Setelah porak-poranda kehidupan rakyat karena keblingernya pemerintah dalam mengelola republik. Kehancuran negeri bahkan mungkin bisa terjadi jauh lebih mengerikan dari akibat gunung meletus, gempa bumi dan sunami yang parsial. Sebabnya kerusakan oleh kedzoliman dan pelbagai bentuk penindasan dari perilaku kekuasaan itu, menimbulkan luka yang membekas. Lebih dari sekedar akibat fisik, disorientasi sosial yang berkesinambungan telah menyerang mental dan psikis rakyat. Mendorong munculnya sikap skeptis dan apriori terhadap negara. Rakyat tak peduli lagi negeri ini maju atau terbelakang sekalipun. Keprihatinan dan keterpurukan sebuah bangsa yang membutuhkan ongkos sosial yang sangat mahal.
Indonesia telah memasuki fase kesempurnaan kejahatan insitusi negara. Kemiskinan dan kebangkrutan juga disintegrasi mengintai negeri. Kemakmuran dan keadilan menjadi alergi berkepanjangan. Demi uang dan jabatan, kekuasaan tega menumpahkan darah dan memutus rantai persaudaraan. Nyawa rakyat tak lebih mahal dari harga sebatang rokok. UUD 1945, Panca Sila dan UUD 1945 tak lagi terhormat dan lebih mulia dari sekedar investasi berujung penumpukan modal dan kapital.
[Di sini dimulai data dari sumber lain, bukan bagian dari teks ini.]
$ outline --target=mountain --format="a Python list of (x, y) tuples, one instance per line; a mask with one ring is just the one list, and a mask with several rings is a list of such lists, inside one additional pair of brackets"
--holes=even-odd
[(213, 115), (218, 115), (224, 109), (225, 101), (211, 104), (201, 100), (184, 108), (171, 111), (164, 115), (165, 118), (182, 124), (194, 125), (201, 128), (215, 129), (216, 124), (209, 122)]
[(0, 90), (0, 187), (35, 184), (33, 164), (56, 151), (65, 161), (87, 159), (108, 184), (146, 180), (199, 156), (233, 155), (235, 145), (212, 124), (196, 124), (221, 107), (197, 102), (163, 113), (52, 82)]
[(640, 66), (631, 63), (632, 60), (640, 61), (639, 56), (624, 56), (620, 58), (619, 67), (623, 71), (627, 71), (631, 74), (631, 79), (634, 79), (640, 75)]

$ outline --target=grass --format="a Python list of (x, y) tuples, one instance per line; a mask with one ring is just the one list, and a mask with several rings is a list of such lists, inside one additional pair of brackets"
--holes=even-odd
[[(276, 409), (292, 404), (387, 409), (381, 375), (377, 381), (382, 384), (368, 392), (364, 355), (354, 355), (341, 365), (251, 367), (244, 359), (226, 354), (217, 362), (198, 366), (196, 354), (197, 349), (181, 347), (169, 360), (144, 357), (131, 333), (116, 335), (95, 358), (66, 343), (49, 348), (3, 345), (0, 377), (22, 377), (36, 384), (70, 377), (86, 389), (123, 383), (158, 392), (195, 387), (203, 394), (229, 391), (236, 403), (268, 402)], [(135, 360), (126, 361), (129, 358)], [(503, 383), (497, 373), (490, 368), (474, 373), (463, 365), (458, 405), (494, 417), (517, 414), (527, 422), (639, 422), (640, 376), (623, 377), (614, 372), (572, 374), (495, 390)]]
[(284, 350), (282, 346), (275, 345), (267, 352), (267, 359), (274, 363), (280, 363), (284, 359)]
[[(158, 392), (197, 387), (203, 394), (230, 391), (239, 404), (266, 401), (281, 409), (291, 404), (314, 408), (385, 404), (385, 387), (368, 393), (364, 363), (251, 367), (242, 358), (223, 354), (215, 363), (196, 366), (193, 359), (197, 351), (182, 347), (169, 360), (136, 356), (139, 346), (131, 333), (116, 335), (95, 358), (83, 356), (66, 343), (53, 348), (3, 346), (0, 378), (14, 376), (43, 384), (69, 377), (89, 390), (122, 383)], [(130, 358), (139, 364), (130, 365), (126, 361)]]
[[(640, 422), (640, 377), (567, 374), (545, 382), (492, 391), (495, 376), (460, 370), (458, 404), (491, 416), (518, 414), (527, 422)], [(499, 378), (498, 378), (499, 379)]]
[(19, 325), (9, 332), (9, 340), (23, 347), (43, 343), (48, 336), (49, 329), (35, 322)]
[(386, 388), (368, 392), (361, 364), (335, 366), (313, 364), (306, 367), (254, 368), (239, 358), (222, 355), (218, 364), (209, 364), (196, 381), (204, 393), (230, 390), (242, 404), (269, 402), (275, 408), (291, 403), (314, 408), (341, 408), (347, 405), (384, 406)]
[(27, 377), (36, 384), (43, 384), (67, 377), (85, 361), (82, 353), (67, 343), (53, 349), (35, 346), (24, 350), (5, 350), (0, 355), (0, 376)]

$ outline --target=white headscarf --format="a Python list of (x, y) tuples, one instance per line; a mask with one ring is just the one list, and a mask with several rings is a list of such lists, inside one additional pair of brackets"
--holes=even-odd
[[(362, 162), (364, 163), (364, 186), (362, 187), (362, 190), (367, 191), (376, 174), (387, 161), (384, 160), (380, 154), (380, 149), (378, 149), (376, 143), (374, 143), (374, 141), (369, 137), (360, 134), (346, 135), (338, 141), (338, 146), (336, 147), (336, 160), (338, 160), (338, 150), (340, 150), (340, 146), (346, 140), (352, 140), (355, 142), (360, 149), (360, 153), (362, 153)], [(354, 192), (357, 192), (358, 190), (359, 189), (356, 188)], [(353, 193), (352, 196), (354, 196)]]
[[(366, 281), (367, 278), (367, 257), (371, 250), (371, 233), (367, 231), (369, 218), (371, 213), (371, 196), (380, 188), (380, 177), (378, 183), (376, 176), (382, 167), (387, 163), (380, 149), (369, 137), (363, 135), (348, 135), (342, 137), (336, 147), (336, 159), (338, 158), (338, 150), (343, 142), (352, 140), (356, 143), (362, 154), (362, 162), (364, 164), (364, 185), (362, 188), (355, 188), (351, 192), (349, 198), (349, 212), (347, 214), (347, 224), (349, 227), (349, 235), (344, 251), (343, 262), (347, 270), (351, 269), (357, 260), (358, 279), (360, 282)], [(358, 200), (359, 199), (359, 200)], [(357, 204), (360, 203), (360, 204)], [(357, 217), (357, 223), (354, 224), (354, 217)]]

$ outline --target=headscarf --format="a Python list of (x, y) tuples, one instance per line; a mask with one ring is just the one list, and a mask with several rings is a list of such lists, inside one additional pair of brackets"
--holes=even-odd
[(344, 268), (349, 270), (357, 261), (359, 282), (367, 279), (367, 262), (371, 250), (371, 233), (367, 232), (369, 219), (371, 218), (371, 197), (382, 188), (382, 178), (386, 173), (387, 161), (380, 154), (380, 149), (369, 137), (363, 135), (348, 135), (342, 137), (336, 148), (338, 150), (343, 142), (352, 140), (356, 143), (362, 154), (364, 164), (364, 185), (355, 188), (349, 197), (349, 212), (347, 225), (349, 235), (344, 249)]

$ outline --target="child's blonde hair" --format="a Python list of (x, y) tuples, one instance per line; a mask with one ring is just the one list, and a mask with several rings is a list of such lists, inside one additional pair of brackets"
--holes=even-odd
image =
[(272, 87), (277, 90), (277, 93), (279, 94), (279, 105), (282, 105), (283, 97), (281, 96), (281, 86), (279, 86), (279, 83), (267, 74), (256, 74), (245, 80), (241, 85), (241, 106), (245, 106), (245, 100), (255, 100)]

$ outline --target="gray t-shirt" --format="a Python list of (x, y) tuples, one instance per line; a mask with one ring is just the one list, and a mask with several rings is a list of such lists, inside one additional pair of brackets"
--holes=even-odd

Spiritualitas kebudayaan bangsa hanya mampu melahirkan agama sebagai status sosial, bukan penghambaan kepada Sang Pencipta. Agama cenderung telah dijadikan perangkat kemewahan hidup dan pesta pora sekaligus alat memutilasi keberadaban serta mengobarkan peperangan. Bangsa ini terlanjur dalam dilumuri kejahatan kemanusiaan berkedok negara.
Menunggu kesempurnaan entah pada kehancuran atau kebangkitan. Tak terhindarkan dan opsi apapun yang dipilih, bangsa ini berada pada titik nol. (*)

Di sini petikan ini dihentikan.